Pandemic accelerates renewable energy surpassing coal energy in US

In an article by Brad Plumer of The New York Times (see below) called “In a first, renewable energy is poised to eclipse coal,” the growth of renewable energy has been further fueled by the pandemic. This year, renewable energy (solar, wind, bio-mass, geothermal and hydroelectric), will surpass coal as the second largest energy source.

Per Plumer, efforts by the current president to keep propping up coal-burning plants have proven ineffective against market conditions. He notes “Those efforts, however, failed to halt the powerful economic forces that have led utilities to retire hundreds of aging coal plants since 2010 and run their remaining plants less frequently. The cost of building large wind farms has declined more than 40% in that time, while solar costs have dropped more than 80%. And, the price of natural gas, a cleaner-burning alternative to coal, has fallen to historic lows as a result of the fracking boom.”

Plumer adds the impact of COVID-19 which has reduced electricity usage with fewer stores and restaurants open is hastening this trend. “And because coal plants often cost more to operate than gas plants or renewables, many utilities are cutting back on coal power first in response.”

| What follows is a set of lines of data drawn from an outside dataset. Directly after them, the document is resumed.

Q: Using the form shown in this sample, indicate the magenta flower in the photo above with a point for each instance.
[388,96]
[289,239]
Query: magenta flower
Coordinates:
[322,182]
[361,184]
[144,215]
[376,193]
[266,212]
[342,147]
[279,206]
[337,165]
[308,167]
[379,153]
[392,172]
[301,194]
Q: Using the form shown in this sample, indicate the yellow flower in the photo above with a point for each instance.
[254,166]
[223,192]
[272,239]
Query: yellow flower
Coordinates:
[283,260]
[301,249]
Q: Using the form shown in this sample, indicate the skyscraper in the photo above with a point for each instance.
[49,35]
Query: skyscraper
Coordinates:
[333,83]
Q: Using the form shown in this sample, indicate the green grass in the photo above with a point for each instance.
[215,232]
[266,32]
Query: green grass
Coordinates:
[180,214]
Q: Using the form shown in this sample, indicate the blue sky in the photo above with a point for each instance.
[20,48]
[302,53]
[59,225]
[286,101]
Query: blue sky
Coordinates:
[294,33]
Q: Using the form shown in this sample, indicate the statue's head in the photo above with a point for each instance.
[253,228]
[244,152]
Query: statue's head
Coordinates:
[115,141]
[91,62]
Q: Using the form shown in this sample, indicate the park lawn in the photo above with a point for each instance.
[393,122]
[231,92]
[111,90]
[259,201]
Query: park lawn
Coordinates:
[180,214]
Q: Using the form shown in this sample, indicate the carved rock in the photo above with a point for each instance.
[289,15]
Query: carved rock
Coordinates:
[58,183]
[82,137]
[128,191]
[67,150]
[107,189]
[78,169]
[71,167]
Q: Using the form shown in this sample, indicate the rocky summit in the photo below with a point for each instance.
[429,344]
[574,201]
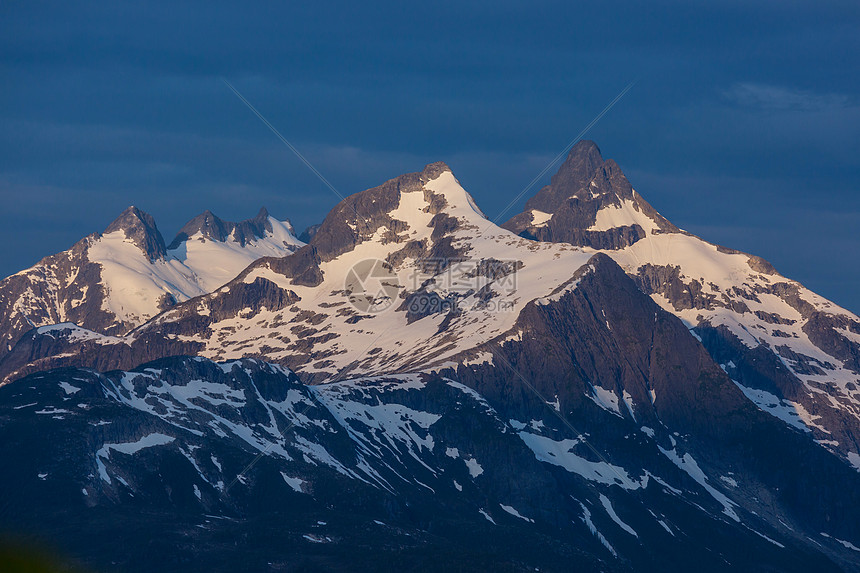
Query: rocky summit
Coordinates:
[413,387]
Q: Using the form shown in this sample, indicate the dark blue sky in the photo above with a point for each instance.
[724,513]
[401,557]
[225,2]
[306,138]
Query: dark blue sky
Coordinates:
[744,126]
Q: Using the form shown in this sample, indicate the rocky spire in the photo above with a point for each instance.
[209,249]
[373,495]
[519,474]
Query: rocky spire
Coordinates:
[210,226]
[140,228]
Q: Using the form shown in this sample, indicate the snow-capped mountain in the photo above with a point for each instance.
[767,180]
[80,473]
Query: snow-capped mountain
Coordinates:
[792,352]
[114,281]
[418,469]
[586,385]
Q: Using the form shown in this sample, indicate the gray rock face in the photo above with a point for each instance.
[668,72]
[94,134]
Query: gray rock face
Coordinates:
[139,228]
[466,461]
[617,421]
[583,186]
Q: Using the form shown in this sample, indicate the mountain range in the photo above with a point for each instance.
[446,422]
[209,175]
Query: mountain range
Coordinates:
[584,386]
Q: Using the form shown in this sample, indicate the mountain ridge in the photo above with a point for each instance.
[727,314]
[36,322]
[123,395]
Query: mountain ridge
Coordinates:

Further, “Coal is the dirtiest of all fossil fuels, and its decline has already helped drive down US carbon dioxide emissions 15% since 2005. This year, the (Energy Information Administration) expects the US emissions to fall by another 11%, the largest drop in at least 70 years.”

Coupled with people driving less and avoiding traveling by airplanes, an upside to COVID-19 is 2020 will be an impactful year on less carbon usage which will help in cleaning air (which is noticeable from satellites) and addressing climate change. As the economy slowly recovers with the majority of people being cautious in their movements and spending patterns, at least this positive impact will continue for more than 2020. And, hopefully with the coal plants being used more and more in the bull pen for extra need, more may be retired.

Still, some folks are surprised by the news of the decline in coal. They should not be. About eight years ago, oil tycoon T. Boone Pickens was on “60 Minutes” and said the future energy source in the windy plains states is wind energy. He added fracking for natural gas will buy time until the cost of wind is more economical. Now, oil rich Texas bears that out with wind energy surpassing coal by itself this year. While Texas produces more wind energy than any other state, Iowa gets over 40% of its electricity from wind and most of the top states in percentage of electricity are plains states.

Not only has coal become relatively more expensive due to the cost declines in other sources, its costs and risk continue beyond the life of the fuel and the plant. Duke Energy and TVA have had to clean up messes from coal ash that have bled into the water systems. And, Duke’s Dan River spill was from a long-ago retired coal plant.

The people I feel for are the coal miners whose hopes have been propped up by politicians who have not been forthcoming. I have known about coal’s demise since that Pickens’ interview and through other news and reading sources. My guess is so have the politicians, yet rather than be truthful and help them plan for new careers, they kept feeding their hopes. And, last time I checked, the wind blows and sun shines in those coal producing states. So, these miners are owed long-time-coming truths and help to find and train for new jobs.

Fossil fuel energy may have seen a global turning point

Earlier this week, Reuters in the UK posted an article called “Fossil fuels for power at turning point as renewable surged in 2019 – data.” A link to the article is below. A few excerpts from the article are telling:

“The use of fossil fuels such as coal and oil for generating electricity fell in 2019 in the United States, the European Union and India, at the same time overall power output rose, a turning point for the global energy mix. Those countries and regions are three of the top four largest producers of power from fossil fuels. The declines suggest the end of the fossil fuel era could be on the horizon, said Tomas Kaberger, an energy professor at Chalmers University of Technology in Sweden, who provided the power generation data to Reuters.

Kaberger, who is also the chair of the executive board for Japan’s Renewable Energy Institute and a member of the board at Swedish utility Vattenfall AB, provided data covering more than 70% of the world’s power generation that showed for most of 2019 the amount of power sourced from fossil fuels dropped by 156 terawatt hours (TWh) from the year before. That is equal to the entire power output of Argentina in 2018.

The data also indicates that renewable power generation increased at a faster rate than the overall growth in power output for the first time, rising by 297 TWh versus 233 TWh for overall output, Kaberger said.

‘It is economics driving this as low-cost renewable electricity outcompetes against fossil and nuclear power plants,’ said Kaberger.”

The last quote from Kaberger is extremely important. The economics of renewables relative to their fossil fuel counterparts are driving the movement. The argument that renewables cost more is not relevant any more. And, when you factor in the present value of all costs – acquisition, transport, environmental degradation, production, water loss, health, storage, maintenance and litigation – renewables beat the pants off fossil fuel energy.

So, when you hear fossil fuel arguments such as cost, use the above example. When you hear fossil fuel arguments such as jobs, solar and wind energy jobs are growing at double digit rates. The big picture question is if we can use a non-polluting, renewable energy at the same or better cost, and create jobs, is that not the best path forward?